Now just a touch on Daniel who was a remarkable man. Even the young children know something of the story of Daniel; what a man he was, a man who was determined that he should maintain Jerusalem in his affections. He opened his windows three times a day towards Jerusalem. You might have said, Daniel, why are you troubling? Jerusalem is nothing but a heap of ruins, that is all that it is, having been set on fire and razed to the ground. Here he was miles away from it. The simple thing would have been to fall into the milieu in which he found himself and find his life there, but Daniel said his life was related to Jerusalem. I would just like to ask you this question, Is your life related to Jerusalem? You say, What do you mean by that? Just simply, Is your life bound up with the assembly?
Typically that was Daniel’s life. He had companions with him and they are remarkable companions. They would not pollute themselves with the king’s meat, they would not fall in even with the direst dictates of the king; they were even prepared to give up their lives. At one point they said that God was able to save them from the hand of the king, but if not, even though God did not save them from the hand of the king, they would not go against what was in their souls in relation to God. What men these are! Where I read, the word to Daniel was, “But do thou go thy way until the end”.

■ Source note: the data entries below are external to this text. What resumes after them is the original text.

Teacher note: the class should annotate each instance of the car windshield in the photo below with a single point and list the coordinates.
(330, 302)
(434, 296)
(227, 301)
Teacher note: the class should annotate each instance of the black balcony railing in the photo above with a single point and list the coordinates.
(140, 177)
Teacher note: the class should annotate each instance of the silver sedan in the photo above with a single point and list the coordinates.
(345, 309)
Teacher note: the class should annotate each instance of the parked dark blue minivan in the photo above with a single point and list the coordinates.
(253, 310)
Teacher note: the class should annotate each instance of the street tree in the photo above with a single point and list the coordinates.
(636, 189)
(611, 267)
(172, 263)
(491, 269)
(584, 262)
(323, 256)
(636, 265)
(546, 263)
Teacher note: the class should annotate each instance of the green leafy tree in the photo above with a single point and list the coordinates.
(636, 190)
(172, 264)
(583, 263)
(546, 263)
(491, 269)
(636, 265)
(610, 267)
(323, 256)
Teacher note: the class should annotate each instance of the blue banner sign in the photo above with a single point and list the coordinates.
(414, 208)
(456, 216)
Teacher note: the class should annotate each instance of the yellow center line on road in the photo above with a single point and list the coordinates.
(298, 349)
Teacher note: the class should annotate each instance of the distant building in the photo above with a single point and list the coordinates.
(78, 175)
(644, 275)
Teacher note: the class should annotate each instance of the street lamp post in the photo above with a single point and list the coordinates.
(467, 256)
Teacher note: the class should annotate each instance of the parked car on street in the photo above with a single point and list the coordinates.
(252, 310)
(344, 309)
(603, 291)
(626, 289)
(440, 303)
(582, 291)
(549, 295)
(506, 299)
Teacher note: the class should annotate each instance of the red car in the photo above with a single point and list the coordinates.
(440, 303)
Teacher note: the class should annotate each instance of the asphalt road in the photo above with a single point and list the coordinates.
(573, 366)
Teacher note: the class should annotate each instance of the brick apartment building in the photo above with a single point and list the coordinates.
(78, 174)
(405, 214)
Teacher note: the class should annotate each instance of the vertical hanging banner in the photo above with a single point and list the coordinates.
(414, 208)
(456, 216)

Now what a wonderful thing that would be if the Lord was to say to every one here, “go thy way”. He was a trustworthy person, he was a person like the eunuch. The eunuch could go down to Ethiopia and he was absolutely trustworthy; he went on his way rejoicing. The word to Daniel here is, “But do thou go thy way until the end”. What a word for us, and it says, “thou shalt rest, and stand in thy lot at the end of the days”. Well that comes home to me, if I should be able to stand in my lot to the end of my days. Much comes in day by day, by way of the enemy’s enticings and his pleadings, but the question is whether we are able to stand in our lot and whether we might have the divine voice, “go thy way until the end”. May the Lord help us in it, for His name’s sake.